In one embodiment, the upstream end (186a) of the second external conveyor (186) may be provided lower than the downstream end (186b) of the second external conveyor (186). That is, the second external conveyor (186) may transport the tablet upward. Accordingly, the coater (160) and the marking device (170) may be arranged at the same/similar height, thereby improving the arrangement efficiency of each device.

The tablets discharged from the discharge end (179) of the marking device (170) can be fed into an additional device for an additional process. At this time, the transfer unit (180) may further include an additional transfer means, such as a conveyor, to transfer the tablets to the additional device.

Figure 3 illustrates a process for a tablet manufacturing system according to one embodiment of the present invention. Each component illustrated in Figure 3 may correspond to a component having the same name illustrated in Figure 1 or Figure 2.

According to step S301, raw materials in a powder or premix state can be fed into the raw material conveyor hopper.

According to step S302, raw materials in a powder or premix state can be transferred from a raw material transfer hopper to a feeder by a raw material transfer machine.

According to step S303, raw materials in a powder or premix state can be fed into the blender at a constant rate by one or more feeders.

According to step S304, raw materials discharged from one or more feeders may be blended by one or more blenders.

According to step S305, the raw material or mixture can be transported by the pipe and fed into the inlet end of the press.

According to step S306, a raw material or mixture may be compressed by a tablet press at a certain pressure to form a tablet in the form of a core tablet.

According to step S307, the feed may be separated by the transport device and fed into the inlet end of the analyzer.

According to step S308, the content of the tablet can be inspected or analyzed in real time by the analyzer, so that a judgment of suitability/unsuitability of the tablet can be made.

According to step S309, the coating material may be transported by a conveyor and fed into the inlet end of the coating machine.

According to step S310, a coating liquid may be sprayed onto the surface of a tablet by a coating machine to form a coated tablet.

According to step S311, the coating agent can be transported by the conveyor and fed into the inlet end of the marking device.

According to step S312, an imprint is engraved on the surface of the coating by a marking device, and inspection of the appearance, etc. can be performed.

Since all steps from step S301 to step S312 of FIG. 3 can be performed without the intervention of a worker, problems that may occur due to worker errors in the tablet manufacturing process can be prevented, ultimately reducing tablet production costs and shortening production time.

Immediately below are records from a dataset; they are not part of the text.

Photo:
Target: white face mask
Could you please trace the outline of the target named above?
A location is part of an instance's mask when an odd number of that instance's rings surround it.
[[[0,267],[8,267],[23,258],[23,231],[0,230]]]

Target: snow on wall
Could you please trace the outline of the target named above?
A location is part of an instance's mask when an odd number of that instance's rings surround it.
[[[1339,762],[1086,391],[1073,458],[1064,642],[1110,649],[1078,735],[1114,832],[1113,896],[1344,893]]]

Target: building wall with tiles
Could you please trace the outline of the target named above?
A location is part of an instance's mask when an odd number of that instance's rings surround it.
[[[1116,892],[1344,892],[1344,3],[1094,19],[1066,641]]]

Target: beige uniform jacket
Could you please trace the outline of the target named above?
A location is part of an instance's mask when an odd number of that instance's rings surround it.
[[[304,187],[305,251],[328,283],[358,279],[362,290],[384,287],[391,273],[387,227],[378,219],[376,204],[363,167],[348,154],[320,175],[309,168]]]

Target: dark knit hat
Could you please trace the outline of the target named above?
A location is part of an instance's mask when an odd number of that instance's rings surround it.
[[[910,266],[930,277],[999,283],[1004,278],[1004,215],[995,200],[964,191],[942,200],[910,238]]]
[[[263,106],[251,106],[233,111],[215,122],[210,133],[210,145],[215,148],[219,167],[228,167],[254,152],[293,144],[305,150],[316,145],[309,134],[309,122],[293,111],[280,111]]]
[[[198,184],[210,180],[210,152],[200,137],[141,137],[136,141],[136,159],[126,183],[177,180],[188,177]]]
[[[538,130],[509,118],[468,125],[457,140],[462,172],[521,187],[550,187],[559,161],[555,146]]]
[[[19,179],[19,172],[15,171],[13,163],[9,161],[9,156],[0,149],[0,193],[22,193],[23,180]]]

FIG. 4 illustrates a part of an analyzer according to one embodiment of the present invention. Specifically, FIG. 4 illustrates a part of the analyzer (150) shown in FIG. 2. In one embodiment, the analyzer (150) may include an internal conveyor (153) that transports tablets supplied through an inlet end (151) of the analyzer (150) toward a discharge end (159) of the analyzer, a component measurement sensor (157) that obtains component information of tablets transported by the internal conveyor (153), and a blower (158) configured to blow gas onto the internal conveyor (153) to detach defective tablets selected based on the component information from the internal conveyor (153).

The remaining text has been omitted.